De Cuzco a Machu Picchu (parte I)

. miércoles, 20 de marzo de 2013

Cuzco significa ombligo del mundo y fue la capital del imperio inca. Una leyenda habla de su fundación. Dos hermanos llevaban una barra de oro y tenían que encontrar un lugar donde se hundiese con facilidad. Ese lugar fue Cuzco. Cuando llegaron los españoles era tan grande como cualquier ciudad europea, y poseía sofisticados sistemas de agua y calles pavimentadas donde no existía la pobreza. Tenía la forma de un puma, que para los incas era un animal sagrado, y estaba llena de tesoros, que los españoles fundieron para llevarse el oro en lingotes. La ciudad, que había surgido de las bodas místicas entre el cielo y la tierra, fue desposeída del oro vivificador. Las sonidos de la María Angola hablan de esa pérdida. Las campanadas surgen lentamente, a intervalos regulares, transformándose en esa música cuzqueña que abre las puertas de la memoria.


Situada a 3.300 metros de altura, conviene caminar despacio por sus calles para aclimatarse y no padecer el terrible mal de la altura. Su centro es la plaza de Armas, donde están sus dos mayores templos cristianos, la catedral y la iglesia de la Compañía. Una plaza alargada, como corresponde a la visión inca del mundo. Desde muy temprano, bajo los portales de arcos blancos, hay indígenas vendiendo sus manufacturas, esteras, prendas de lana, vasijas. Los balcones tallados, las portadas imponentes y armoniosas, la perspectiva de las calles, ondulantes, en la ladera de la montaña, hacen de Cuzco una ciudad tan hermosa como extraña. Una ciudad doble, pues los españoles construyeron sus edificios sobre los enormes cimientos de los edificios incas.

Alguien nos dijo que muy cerca estaba la casa del Viejo, y que un poco más allá podríamos ver el muro. Habíamos ido a Cuzco a ver sobre todo ese muro. José María Arguedas dedica el primer capítulo de su novela Los ríos profundos a hablarnos de la emoción que esas construcciones antiguas producen en el sensible niño protagonista.

Y, en efecto, el muro estaba allí, cálido y oscuro, tal como Arguedas lo había descrito, pues los incas conocían el arte de transformar en barro las piedras.

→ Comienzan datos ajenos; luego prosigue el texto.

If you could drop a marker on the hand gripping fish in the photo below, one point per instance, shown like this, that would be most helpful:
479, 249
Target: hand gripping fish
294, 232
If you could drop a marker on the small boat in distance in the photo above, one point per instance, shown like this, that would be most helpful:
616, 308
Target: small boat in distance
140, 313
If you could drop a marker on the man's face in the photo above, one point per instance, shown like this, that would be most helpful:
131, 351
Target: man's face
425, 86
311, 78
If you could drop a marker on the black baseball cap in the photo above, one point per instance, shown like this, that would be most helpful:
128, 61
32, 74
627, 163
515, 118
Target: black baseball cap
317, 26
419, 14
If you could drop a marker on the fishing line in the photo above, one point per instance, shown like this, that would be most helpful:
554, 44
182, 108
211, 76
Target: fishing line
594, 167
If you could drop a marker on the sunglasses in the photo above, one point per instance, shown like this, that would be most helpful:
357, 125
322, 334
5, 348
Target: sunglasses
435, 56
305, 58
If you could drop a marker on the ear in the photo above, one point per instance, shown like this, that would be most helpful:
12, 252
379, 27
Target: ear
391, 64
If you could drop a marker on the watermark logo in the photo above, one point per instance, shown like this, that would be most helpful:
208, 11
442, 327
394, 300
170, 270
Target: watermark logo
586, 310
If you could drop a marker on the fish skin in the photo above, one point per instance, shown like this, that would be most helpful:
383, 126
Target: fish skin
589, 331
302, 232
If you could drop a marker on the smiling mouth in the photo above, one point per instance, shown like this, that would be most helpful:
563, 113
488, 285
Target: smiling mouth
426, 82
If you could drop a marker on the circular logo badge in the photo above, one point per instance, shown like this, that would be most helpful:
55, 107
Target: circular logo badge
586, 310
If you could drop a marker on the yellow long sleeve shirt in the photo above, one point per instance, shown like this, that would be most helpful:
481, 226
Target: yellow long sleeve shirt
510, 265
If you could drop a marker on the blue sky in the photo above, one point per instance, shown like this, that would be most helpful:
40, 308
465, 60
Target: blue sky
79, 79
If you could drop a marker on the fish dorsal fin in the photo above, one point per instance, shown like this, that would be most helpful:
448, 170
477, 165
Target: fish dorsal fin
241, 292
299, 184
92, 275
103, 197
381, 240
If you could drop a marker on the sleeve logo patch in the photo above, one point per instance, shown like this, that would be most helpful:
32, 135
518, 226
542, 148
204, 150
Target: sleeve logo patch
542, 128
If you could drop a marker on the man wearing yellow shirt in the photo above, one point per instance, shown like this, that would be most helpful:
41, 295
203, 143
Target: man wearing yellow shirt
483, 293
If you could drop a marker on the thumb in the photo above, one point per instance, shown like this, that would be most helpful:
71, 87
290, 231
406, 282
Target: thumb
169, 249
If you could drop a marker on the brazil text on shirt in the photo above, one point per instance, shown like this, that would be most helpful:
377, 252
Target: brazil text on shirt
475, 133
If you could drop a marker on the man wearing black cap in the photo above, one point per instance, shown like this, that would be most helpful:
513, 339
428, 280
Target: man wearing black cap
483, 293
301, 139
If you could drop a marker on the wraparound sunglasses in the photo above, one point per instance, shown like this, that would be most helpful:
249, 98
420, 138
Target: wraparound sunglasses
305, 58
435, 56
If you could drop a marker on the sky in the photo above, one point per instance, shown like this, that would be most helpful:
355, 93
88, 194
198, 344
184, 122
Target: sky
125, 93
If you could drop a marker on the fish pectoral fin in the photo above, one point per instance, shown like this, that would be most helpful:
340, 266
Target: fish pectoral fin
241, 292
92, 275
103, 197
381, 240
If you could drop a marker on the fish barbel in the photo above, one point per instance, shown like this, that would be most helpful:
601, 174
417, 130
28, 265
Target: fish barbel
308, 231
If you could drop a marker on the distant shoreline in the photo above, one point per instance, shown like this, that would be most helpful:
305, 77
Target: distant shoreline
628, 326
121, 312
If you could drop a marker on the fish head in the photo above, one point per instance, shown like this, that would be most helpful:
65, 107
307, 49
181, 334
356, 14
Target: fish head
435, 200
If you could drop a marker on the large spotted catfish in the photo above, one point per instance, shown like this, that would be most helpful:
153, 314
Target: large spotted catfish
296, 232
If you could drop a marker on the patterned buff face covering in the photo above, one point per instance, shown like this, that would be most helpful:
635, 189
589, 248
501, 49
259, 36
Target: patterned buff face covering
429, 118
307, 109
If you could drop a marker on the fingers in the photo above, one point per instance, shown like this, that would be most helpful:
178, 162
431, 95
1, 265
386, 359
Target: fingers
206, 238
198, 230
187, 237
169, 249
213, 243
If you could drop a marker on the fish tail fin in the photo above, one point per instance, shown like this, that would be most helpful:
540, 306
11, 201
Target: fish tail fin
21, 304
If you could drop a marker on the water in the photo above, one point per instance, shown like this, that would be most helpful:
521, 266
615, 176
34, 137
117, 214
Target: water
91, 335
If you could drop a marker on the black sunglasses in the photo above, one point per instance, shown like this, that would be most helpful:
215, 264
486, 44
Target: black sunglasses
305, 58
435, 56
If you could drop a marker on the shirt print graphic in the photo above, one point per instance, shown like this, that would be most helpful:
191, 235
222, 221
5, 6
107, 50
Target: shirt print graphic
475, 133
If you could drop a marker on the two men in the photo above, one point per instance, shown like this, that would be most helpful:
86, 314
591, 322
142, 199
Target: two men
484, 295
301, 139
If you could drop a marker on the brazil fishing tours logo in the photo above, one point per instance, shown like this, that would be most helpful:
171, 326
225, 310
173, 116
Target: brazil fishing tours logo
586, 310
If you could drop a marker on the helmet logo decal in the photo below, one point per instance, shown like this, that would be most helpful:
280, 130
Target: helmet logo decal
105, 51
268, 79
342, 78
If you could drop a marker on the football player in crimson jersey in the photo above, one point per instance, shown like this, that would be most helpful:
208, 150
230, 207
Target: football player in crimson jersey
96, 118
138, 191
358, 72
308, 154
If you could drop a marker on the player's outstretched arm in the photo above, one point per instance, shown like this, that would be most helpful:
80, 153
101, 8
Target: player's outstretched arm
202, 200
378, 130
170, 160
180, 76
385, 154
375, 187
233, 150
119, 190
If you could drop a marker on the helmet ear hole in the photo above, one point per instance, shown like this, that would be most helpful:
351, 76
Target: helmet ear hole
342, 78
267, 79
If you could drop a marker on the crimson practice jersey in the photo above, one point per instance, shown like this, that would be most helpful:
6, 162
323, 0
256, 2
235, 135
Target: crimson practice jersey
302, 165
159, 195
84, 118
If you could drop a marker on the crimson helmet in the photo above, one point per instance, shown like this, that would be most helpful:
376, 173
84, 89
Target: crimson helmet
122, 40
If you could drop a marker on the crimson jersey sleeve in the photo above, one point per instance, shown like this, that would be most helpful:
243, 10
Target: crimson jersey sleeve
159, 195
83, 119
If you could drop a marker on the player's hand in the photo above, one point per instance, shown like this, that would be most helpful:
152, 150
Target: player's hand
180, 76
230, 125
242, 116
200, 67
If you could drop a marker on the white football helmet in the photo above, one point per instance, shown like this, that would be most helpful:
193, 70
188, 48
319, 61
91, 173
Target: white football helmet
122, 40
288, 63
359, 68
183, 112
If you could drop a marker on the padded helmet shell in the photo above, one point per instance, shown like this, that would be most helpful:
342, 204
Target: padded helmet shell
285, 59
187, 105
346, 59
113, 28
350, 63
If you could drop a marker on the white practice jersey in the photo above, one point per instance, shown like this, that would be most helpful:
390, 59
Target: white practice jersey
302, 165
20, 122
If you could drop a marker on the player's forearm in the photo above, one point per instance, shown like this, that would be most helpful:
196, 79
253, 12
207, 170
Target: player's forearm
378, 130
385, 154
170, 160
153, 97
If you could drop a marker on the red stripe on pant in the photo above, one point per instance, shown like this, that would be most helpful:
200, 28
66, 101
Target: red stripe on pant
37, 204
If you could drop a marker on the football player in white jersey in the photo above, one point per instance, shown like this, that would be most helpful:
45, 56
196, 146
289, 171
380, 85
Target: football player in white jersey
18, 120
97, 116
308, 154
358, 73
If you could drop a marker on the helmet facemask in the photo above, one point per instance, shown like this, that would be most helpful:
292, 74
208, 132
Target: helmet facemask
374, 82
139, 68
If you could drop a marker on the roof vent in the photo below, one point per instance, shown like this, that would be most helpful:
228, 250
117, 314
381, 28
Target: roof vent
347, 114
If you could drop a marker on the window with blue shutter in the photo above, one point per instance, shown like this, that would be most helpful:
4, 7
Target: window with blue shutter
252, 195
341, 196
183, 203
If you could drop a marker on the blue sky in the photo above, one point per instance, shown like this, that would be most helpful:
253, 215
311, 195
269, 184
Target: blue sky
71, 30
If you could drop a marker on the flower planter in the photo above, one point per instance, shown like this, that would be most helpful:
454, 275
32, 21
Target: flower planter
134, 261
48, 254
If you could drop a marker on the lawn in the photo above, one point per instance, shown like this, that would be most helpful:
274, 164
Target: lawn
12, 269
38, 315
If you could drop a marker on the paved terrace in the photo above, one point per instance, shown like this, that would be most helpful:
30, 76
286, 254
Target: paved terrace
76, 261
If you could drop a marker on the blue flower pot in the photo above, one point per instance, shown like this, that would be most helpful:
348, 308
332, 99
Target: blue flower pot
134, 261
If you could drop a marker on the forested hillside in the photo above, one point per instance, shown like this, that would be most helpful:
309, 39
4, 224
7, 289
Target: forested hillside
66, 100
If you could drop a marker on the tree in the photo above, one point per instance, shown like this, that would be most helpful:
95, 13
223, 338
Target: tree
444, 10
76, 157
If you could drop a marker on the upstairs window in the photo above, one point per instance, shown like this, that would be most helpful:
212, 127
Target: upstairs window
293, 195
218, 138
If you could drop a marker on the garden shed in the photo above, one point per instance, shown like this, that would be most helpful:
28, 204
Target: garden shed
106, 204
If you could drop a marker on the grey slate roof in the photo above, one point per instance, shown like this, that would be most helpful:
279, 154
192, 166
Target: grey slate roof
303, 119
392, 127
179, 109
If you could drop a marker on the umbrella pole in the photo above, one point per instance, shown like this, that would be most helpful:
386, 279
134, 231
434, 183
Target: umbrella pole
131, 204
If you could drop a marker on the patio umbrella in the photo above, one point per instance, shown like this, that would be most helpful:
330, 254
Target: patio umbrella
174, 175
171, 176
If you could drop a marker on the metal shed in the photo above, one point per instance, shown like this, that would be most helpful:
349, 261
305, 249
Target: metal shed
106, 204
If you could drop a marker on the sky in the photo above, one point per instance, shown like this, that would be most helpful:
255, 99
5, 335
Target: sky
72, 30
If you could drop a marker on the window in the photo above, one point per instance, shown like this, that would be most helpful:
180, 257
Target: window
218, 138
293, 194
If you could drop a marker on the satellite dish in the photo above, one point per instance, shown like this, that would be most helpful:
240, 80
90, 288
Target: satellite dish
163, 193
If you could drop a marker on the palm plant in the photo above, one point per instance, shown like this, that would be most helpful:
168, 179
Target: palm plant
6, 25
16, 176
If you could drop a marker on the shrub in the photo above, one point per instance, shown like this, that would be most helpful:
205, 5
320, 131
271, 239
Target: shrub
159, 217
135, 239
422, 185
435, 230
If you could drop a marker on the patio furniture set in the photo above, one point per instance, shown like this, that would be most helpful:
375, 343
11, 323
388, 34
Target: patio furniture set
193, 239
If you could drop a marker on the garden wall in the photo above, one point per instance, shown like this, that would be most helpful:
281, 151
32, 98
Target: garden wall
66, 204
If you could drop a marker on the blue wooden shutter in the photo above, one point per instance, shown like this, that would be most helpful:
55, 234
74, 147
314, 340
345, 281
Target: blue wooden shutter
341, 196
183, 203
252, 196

Avanzaba a lo largo de una calle ancha y continuaba en otra angosta y más oscura, que olía a orines, y que escalaba la ladera. Y cada piedra era diferente. La pared española, blanqueada, no parecía servir sino para darles luz. "Era estático el muro", escribe Arguedas, "pero hervía por todas sus líneas y la superficie era cambiante, como la de los ríos en el verano, que tienen una cima así, hacia el centro del caudal, que es la zona temible, la más poderosa. Los indios llaman yawar mayu (ríos de sangre) a esos ríos turbios, porque muestran con el sol un brillo en movimiento, semejante al de la sangre".

Volvieron a sonar las campanadas de la María Angola. Sus sonidos se hundían en todas las cosas y parecía que habíamos caído, como en las leyendas, en alguna ciudad escondida en el centro de una montaña, "debajo de los mantos de hielo inapagables que nos enviaban luz a través de las rocas".